William Graebner is Emeritus Professor of History, State University of New York, Fredonia, where he taught courses on film and American culture. He is the author or co-author of 11 books and more than 50 scholarly articles, including essays on “The Treasure of the Sierra Madre,” “McCabe and Mrs. Miller,” “The Poseidon Adventure,” and zombie films as they relate to the Holocaust. Dianne Bennett, the first woman to head a large U.S. law firm, is a retired U.S. tax lawyer.

Dianne and Bill were early and passionate attendees at the Toronto Film Festival, and today enjoy the film scenes of Los Angeles, Rome, London, and Buffalo, New York. They began reviewing films for the Rome-based website “TheAmerican/inItalia” in 2016, have maintained a blog on Rome for a decade, and published two alternative guidebooks to the Eternal City. They still can’t resist going to the movies, not to mention the ensuing discussions, sometimes heated, over a bottle of Arneis at the nearest wine bar.

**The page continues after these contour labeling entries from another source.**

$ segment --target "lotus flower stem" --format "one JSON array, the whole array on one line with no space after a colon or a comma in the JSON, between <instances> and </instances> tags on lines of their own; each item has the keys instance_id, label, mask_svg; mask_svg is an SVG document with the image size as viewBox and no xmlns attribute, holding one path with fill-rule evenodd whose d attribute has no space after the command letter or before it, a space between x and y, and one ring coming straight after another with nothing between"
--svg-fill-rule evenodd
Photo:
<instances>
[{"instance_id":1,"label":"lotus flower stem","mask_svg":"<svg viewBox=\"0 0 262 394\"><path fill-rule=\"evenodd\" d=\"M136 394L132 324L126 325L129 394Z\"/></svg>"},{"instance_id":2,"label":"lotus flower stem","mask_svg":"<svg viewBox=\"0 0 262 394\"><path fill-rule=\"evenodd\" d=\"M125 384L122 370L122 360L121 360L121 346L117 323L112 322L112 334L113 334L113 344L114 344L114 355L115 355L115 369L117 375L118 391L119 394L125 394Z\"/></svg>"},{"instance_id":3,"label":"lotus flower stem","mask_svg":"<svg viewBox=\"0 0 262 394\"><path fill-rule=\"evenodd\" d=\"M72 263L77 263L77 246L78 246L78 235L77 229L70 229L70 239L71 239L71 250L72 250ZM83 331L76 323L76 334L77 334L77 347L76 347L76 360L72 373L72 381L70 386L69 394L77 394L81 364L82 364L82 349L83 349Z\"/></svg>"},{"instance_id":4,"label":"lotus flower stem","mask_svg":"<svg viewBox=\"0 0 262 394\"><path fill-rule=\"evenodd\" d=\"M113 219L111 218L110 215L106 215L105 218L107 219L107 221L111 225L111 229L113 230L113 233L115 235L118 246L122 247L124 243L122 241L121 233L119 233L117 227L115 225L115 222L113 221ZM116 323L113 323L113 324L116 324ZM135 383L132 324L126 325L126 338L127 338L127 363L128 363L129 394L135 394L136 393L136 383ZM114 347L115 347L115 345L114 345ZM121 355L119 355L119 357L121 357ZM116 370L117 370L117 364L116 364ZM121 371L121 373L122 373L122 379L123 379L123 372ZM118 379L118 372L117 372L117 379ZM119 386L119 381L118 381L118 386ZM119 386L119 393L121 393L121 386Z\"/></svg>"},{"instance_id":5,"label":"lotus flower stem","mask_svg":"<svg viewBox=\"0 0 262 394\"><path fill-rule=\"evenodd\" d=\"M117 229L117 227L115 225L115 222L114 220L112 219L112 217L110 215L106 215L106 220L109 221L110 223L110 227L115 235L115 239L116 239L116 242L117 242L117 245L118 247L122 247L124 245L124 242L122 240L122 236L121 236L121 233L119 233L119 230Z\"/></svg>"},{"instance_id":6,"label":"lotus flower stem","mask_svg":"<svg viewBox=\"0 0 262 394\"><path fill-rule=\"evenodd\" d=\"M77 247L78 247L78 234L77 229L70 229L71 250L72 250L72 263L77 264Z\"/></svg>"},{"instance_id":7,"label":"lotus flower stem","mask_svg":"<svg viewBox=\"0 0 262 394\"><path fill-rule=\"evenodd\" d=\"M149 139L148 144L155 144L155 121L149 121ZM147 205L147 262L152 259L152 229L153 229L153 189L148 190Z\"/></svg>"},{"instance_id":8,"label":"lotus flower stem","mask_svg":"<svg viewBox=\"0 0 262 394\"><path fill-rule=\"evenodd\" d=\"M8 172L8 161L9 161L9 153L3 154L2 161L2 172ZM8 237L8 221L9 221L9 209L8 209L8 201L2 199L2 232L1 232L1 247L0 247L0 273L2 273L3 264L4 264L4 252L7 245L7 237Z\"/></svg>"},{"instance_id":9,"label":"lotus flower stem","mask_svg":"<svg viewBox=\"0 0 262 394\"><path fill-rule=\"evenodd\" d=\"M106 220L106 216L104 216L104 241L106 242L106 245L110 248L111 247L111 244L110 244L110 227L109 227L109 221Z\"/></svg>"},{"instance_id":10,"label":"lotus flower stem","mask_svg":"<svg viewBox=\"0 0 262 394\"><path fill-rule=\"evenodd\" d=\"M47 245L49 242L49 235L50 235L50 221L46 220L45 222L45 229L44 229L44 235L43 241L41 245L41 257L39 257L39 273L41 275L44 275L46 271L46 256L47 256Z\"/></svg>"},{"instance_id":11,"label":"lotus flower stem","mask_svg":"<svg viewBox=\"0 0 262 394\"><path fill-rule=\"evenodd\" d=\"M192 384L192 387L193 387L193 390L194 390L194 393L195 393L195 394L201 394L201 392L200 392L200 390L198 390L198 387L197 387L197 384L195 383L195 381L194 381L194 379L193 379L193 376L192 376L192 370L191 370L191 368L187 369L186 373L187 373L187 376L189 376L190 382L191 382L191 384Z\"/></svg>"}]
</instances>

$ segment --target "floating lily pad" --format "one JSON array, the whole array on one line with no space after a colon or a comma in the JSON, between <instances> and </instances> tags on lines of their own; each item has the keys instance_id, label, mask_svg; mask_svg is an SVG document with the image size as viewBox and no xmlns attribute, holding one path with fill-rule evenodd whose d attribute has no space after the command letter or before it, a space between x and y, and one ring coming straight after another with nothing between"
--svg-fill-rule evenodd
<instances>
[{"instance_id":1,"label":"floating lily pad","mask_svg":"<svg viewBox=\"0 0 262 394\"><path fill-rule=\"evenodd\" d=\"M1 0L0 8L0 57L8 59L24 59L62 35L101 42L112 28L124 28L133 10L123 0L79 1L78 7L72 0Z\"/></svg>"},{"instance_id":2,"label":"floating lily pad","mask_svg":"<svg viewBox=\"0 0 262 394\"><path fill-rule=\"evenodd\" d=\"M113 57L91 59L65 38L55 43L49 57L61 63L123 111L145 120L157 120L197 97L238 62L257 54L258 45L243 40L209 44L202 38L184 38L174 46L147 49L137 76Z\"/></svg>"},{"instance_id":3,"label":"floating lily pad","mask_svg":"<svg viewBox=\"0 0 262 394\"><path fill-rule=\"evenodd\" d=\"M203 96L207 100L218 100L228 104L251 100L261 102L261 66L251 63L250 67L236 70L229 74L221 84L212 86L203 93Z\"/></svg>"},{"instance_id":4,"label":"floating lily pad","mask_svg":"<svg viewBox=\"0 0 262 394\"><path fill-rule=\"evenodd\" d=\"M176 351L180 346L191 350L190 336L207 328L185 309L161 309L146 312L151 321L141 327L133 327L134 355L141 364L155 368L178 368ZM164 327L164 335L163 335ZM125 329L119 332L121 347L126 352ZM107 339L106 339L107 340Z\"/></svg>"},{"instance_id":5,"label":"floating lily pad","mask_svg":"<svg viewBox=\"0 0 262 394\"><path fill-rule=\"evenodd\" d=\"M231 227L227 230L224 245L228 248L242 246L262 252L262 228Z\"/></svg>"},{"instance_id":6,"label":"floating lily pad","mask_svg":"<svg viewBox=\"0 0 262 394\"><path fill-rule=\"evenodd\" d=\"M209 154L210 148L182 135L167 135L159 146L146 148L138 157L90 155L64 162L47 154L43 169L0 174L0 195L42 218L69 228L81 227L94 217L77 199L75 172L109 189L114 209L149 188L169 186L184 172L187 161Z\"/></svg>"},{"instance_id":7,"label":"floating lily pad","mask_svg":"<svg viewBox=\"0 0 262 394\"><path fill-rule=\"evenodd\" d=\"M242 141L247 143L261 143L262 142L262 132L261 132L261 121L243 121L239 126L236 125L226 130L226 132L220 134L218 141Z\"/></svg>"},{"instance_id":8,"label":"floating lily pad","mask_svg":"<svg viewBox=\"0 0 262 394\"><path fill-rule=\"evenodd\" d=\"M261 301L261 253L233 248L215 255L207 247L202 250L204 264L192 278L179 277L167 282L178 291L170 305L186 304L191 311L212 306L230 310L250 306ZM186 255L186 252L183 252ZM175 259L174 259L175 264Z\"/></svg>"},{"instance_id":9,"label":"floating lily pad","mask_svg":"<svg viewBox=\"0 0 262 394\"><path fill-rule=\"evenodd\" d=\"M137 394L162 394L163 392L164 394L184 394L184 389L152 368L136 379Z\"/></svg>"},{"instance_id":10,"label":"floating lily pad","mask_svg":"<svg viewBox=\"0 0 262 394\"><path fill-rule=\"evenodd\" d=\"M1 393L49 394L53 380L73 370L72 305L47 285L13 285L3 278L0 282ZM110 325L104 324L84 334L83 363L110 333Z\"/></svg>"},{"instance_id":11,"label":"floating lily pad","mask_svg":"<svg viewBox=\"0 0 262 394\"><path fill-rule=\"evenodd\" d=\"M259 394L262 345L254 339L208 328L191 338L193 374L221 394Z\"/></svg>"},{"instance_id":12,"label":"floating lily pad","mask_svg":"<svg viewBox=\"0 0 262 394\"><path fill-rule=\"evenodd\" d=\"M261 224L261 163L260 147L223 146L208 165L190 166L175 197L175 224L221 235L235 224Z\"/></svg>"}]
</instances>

​And that's just the beginning of our reviewing process. For one or two hours we discuss the film, as one of us takes notes. The notetaker transcribes the notes and prints two copies. Dianne or Bill (usually depending on who had the most compelling understanding of the film, or who was most taken with it) writes the first draft of the review--supposedly taking into account the views of the other--which is followed by 3, 4, or even 7 more drafts. At some point, sometimes days later, when we're both comfortable with the result (or accepting of it, anyway), it's done.